The overall fold closely resembles that of serine proteinases of the chimotrypsinogen family consisting of two antiparallel six stranded β barrels forming two lobes at the junction of which lies the region corresponding to the active site cleft of the enzymes (Fig. 1A). The disulfide bond connecting Cys468 of the α-chain and Cys588 (c122) of β-chain is clearly defined as are the five remaining intradomain disulfide bonds of the β subunit, two in the N-terminal lobe: Cys507-Cys523 (c42-c58) and Cys527-Cys562 (c62-c96) and three in the C-terminal one: Cys602-Cys667 (c135-c201), Cys632-Cys646 (c168-c182) and Cys657-Cys685 (c191-c220) (Fig. 1A). A Cys672 (c206) to Ser mutation was introduced in order to prevent the unpaired Cys672 from forming an aberrant disulfide bond with Cys588 (c122) which would disrupt formation of the correct disulfide bond between the α- and β-chains.
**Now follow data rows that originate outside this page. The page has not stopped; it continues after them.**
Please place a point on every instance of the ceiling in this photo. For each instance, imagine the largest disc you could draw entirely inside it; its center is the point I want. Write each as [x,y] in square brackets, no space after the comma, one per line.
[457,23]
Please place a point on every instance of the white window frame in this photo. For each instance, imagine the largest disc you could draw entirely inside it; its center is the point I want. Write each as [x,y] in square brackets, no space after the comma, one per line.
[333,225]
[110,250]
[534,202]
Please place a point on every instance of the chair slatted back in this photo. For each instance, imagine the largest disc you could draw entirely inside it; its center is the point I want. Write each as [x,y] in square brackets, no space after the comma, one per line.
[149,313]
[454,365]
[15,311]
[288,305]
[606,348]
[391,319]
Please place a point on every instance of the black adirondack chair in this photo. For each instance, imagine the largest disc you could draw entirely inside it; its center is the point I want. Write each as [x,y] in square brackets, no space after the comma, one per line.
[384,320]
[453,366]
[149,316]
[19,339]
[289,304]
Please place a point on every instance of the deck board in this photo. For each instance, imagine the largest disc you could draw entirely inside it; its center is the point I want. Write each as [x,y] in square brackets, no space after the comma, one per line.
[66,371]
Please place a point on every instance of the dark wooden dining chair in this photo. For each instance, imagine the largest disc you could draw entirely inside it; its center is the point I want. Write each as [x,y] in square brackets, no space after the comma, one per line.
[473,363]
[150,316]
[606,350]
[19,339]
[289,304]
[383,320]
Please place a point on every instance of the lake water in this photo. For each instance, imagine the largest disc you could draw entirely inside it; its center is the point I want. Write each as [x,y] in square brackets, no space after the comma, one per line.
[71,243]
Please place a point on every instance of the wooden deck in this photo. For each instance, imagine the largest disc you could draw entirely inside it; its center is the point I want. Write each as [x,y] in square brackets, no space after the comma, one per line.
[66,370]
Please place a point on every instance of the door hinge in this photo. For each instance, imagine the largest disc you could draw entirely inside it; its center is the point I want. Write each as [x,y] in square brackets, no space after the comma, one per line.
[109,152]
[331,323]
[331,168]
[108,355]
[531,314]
The structure of the region corresponding to the active site of bona fide proteinases is conserved with the three residues replacing the catalytic Asp, His and Ser [Gln522 (c57), Gln568 (c102) and Tyr661 (c195)] aligned alongside the cleft (Fig. 1A). In contrast, significant differences are apparent in the structure of the region corresponding to the S1 specificity pocket. While the upper side of the pocket is substantially preserved, with the exception of the Ser to Tyr661 (c195) mutation, in the lower part Pro681 replaces a Trp residue found in most catalytically active serine proteinases and generates a turn in loop L13 (680–691) (c214-c225) which allows greater accessibility to Tyr661 (c195) (Fig. 1A). However, Tyr661 (c195) sterically reduces access to the pocket, suggesting that receptor binding of the β-chain of HGFl/MSP may only involve the entrance of the S1 specificity pocket (Fig. 1B, and below).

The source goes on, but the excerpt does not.